Y la aclaración que es una figura editorial voluntaria que modifica, complementa o matiza información previamente publicada, no implica un reconocimiento explícito de responsabilidad frente a informaciones imprecisas, incompletas o distorsionadas que son responsabilidad del medio de comunicación, no de la “fuente”.

¿Cabría entonces una rectificación en el entendido que se debe corregir una información falsa, inexacta, agraviante o lesiva y reparar un daño causado a la honra, el buen nombre o la intimidad de las personas y entidades mencionadas en el artículo?

Como lo advierte la jurisprudencia constitucional enmendar “error” también debería tener el mismo espacio, el mismo tamaño, la misma tipografía y el mismo tratamiento gráfico que tuvo la información que se corrige y no en la página 4 de la edición impresa (un lugar que no tiene la misma fuerza visual que la portada), en una nota al final del artículo web (sin modificar el titular original) y sin el mismo despliegue equivalente en redes sociales que continúan activas sin sustanciales modificaciones de la publicación original.

El algoritmo no lee aclaraciones

En el entorno digital, las noticias falsas se propagan mediante algoritmos que premian el engagement, no la veracidad. Una información falsa que genera miles de reacciones, comentarios y compartidos es "premiada" por los algoritmos y sigue siendo mostrada a nuevos usuarios.

A su turno, la aclaración no tiene ese poder viral. Aunque Semana haya publicado una nota al final del artículo web, las publicaciones originales en redes sociales continúan activas, los algoritmos siguen amplificando el error y es posible que el desmentido no llegue nunca a los lectores que “consumieron” la noticia falsa.

Y esta situación se agrava porque “las réplicas” en otros medios multiplicaron el daño y hasta la fecha no se han publicado correcciones.

Aunque la Corte Constitucional ha comenzado a sentar jurisprudencia sobre las consecuencias de las publicaciones en los “ecosistemas digitales”, aún falta un desarrollo más profundo: los mecanismos tradicionales de rectificación, diseñados para la prensa analógica, son completamente inadecuados para reparar daños causados en las redes sociales y portales web.

Fake news y economía de la atención

En el ecosistema de la economía de la atención donde el éxito de una publicación se mide en clics, compartidos y tiempo de permanencia con el objetivo de generar ingresos publicitarios, su relevancia en los algoritmos depende de la capacidad de generar reacciones emocionales intensas: indignación, miedo, escándalo.

Y en época de campaña electoral, esta dinámica se intensifica porque la atención es el recurso más disputado, lo que convierte al clickbait en un arma política.

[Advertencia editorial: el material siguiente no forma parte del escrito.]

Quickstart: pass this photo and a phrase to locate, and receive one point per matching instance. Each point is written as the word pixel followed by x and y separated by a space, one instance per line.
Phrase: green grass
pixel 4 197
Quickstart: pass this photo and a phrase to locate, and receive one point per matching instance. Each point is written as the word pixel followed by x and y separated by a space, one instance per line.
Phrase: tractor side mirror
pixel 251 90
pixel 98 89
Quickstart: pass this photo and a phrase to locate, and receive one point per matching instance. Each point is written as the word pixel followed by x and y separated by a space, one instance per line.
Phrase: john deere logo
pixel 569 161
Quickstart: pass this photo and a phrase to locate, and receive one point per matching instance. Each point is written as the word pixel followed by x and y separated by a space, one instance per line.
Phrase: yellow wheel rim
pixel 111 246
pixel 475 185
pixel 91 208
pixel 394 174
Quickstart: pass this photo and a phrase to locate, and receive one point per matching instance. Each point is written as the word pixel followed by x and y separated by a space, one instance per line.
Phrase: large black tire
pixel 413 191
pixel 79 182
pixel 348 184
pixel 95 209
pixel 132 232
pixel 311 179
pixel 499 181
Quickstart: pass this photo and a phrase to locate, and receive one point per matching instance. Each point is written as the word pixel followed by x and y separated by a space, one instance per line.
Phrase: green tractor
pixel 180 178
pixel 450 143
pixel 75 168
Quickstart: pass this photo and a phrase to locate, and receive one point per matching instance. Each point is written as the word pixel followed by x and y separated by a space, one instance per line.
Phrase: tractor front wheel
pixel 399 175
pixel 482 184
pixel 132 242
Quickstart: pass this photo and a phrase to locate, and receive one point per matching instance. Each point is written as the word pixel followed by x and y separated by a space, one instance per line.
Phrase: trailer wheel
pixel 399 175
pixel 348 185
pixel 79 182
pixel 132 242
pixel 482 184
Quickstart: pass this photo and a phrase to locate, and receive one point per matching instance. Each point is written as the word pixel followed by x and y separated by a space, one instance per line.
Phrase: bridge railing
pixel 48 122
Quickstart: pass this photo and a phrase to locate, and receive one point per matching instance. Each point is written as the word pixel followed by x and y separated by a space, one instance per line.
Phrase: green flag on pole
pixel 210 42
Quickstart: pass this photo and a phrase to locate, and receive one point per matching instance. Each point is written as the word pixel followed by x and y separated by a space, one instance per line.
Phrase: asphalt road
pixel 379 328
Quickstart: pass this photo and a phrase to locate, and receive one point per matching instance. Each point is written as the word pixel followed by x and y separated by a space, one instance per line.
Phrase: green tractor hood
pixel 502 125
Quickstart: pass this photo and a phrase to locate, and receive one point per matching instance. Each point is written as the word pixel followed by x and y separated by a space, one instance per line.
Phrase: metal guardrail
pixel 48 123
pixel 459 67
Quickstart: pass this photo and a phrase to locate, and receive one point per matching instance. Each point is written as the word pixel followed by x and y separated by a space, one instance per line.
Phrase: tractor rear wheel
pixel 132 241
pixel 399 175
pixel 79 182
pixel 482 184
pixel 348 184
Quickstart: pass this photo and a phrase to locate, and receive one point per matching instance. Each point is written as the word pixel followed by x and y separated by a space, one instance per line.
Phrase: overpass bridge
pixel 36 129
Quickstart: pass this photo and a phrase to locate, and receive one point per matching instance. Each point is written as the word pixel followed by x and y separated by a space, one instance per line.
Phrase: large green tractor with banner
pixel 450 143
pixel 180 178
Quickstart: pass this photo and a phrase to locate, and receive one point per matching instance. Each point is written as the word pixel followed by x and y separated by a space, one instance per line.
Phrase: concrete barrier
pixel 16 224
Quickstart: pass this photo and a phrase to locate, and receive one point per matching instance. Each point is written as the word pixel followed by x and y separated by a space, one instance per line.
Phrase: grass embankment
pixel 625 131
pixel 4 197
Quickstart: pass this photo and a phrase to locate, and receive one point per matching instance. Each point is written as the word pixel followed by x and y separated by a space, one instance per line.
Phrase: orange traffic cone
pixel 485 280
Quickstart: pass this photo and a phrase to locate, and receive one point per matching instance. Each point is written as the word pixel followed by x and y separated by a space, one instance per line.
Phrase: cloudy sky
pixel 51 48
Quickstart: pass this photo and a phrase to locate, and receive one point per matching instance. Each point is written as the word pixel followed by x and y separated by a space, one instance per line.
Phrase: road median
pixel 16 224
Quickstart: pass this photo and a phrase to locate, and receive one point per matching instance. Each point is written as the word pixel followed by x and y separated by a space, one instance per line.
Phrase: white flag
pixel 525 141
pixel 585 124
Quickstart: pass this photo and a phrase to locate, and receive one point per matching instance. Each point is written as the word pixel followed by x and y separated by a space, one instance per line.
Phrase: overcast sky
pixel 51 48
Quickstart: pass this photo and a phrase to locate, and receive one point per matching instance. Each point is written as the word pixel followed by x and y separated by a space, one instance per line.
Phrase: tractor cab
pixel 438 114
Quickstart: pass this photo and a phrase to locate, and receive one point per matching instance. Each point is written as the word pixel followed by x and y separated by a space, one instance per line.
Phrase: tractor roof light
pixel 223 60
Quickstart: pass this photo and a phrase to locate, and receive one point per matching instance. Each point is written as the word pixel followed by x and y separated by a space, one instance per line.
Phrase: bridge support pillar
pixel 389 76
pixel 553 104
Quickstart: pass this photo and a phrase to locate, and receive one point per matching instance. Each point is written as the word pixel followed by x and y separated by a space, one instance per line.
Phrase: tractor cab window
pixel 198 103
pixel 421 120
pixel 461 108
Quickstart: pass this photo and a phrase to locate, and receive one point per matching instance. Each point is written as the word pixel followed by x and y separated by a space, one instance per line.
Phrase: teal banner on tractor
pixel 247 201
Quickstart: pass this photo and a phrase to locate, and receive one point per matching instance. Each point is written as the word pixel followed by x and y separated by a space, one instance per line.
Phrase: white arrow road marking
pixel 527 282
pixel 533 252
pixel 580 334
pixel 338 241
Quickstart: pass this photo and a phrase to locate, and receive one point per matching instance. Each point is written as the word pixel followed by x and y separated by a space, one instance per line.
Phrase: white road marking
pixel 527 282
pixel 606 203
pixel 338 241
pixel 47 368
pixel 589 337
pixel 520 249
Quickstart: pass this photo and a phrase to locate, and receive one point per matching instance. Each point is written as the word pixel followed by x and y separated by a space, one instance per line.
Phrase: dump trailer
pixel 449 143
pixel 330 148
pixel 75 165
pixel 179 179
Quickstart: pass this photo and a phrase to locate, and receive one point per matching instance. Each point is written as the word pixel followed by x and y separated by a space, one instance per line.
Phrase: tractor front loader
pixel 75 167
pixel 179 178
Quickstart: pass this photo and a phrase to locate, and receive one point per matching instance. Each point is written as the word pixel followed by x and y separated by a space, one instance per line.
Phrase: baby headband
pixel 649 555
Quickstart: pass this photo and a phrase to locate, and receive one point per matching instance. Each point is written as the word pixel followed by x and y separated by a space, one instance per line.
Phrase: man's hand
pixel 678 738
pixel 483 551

El titular de Semana es un ejemplo perfecto de esa lógica que activa todos los resortes emocionales: "confirmó" (certeza), "23.000 millones" (escándalo), "maquillador y fotógrafo" (contraste indignante), "a órdenes de Verónica Alcocer" (polarización).

En esta lógica, especialmente cuando podrían existir objetivos políticos, la veracidad y la imparcialidad pasan a segundo plano, buscando que puedan ser "monetizadas" a la medida del "consumidor" y "rentabilizadas" políticamente.

Entonces, el odio y la mentira se convierten en titulares que seducen mediante el escándalo y la paranoia, y se utilizan como armas que buscan inclinar la balanza electoral.

Es por eso que el fenómeno de los juicios mediáticos o tribunales paralelos es uno de los más devastadores en el contexto de la desinformación, y adquiere una dimensión aún más grave cuando se utiliza con el fin de hacer trizas la reputación de las personas o entidades públicas, y más si es con fines electorales.